Я не успевал нормально отслеживать реакцию на те или иные свои сюжеты, быть в курсе событий в Москве, толком не замечал, чем и как живут коллеги в родной редакции. Как бы там ни было, у меня остались самые лучшие воспоминания о нашем «взглядовском» коллективе. До сих пор считаю, что он был одной из лучших команд среди всех, с кем приходилось работать. Один эпизод с порванными джинсами чего стоит! Скажу больше. Специфическая школа «Взгляда» воспитала меня как журналиста, научила искать и находить характеры и судьбы в любых, даже самых глобальных новостных событиях. И по сей день в моих уже режиссерских работах для меня важнейшим остается человек, его неповторимое лицо, особые мысли и преломления души.
Одна забавная деталь из того периода работы. Спустя несколько лет я случайно узнал, что, оказывается, среди «видовских» операторов у меня была кличка «партизан»: почти все время молчал, ничего о предстоящих съемках не рассказывал, не объяснял, куда едем, что и как будем снимать. Это, понятное дело, особенно раздражало тех, кто выезжал со мною в первый раз. Каюсь, я не особо разговорчив и не из тех, кто легко сходится с людьми. Представляю себе оператора, который, возможно, не сразу решился ехать снимать войну, боится, как все нормальные люди, надеется, что я, набравшийся опыта, введу его в курс текущих боевых событий, объясню, настрою и успокою. Ан нет: я всю дорогу в аэропорт еду себе и смотрю в окно, молча лечу в самолете, и вот мы уже где-то среди руин и пепелищ, а я опять ни слова лишнего; едем дальше, потом долго ходим пешком, кругом вооруженные люди и не игрушечные танки, и пальба-стрельба, и непонятные движения… И где-то здесь, в какой-то момент я говорю всего лишь одно слово: «Работаем!» Одно слово – «партизан».

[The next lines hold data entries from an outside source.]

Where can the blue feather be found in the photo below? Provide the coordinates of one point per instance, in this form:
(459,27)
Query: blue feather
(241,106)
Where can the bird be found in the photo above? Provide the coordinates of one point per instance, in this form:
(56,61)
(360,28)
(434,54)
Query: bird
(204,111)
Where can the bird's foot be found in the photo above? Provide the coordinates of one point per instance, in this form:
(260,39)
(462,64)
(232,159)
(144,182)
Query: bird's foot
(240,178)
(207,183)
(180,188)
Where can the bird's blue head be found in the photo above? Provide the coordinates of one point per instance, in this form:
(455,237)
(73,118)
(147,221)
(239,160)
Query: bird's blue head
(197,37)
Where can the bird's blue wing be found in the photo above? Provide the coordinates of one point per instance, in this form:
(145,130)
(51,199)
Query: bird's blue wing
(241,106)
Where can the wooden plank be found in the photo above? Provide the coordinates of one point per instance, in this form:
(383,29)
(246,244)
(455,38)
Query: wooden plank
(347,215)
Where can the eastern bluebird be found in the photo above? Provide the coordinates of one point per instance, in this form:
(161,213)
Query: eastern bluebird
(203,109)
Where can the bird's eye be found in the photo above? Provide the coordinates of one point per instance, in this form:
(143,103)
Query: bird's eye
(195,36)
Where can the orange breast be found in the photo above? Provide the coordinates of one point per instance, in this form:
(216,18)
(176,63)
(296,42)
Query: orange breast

Кто-то из операторов, помню, пытался вытянуть из меня что-нибудь, пока летели на Кавказ. Я не знал, что ему ответить. Действительно не знал, какой у нас маршрут, с кем мы будем встречаться и где будем ночевать. Понимаю, что весь смысл задаваемых им вопросов сводился к тому, чтобы выяснить, насколько опасная нам предстоит поездка. Я не мог ему этого сказать, разве кто-нибудь знает, как все может обернуться на войне? О редакционном задании я знал то же, что и он. Мы, конечно, постараемся все выполнить, а там уж как обстановка сложится.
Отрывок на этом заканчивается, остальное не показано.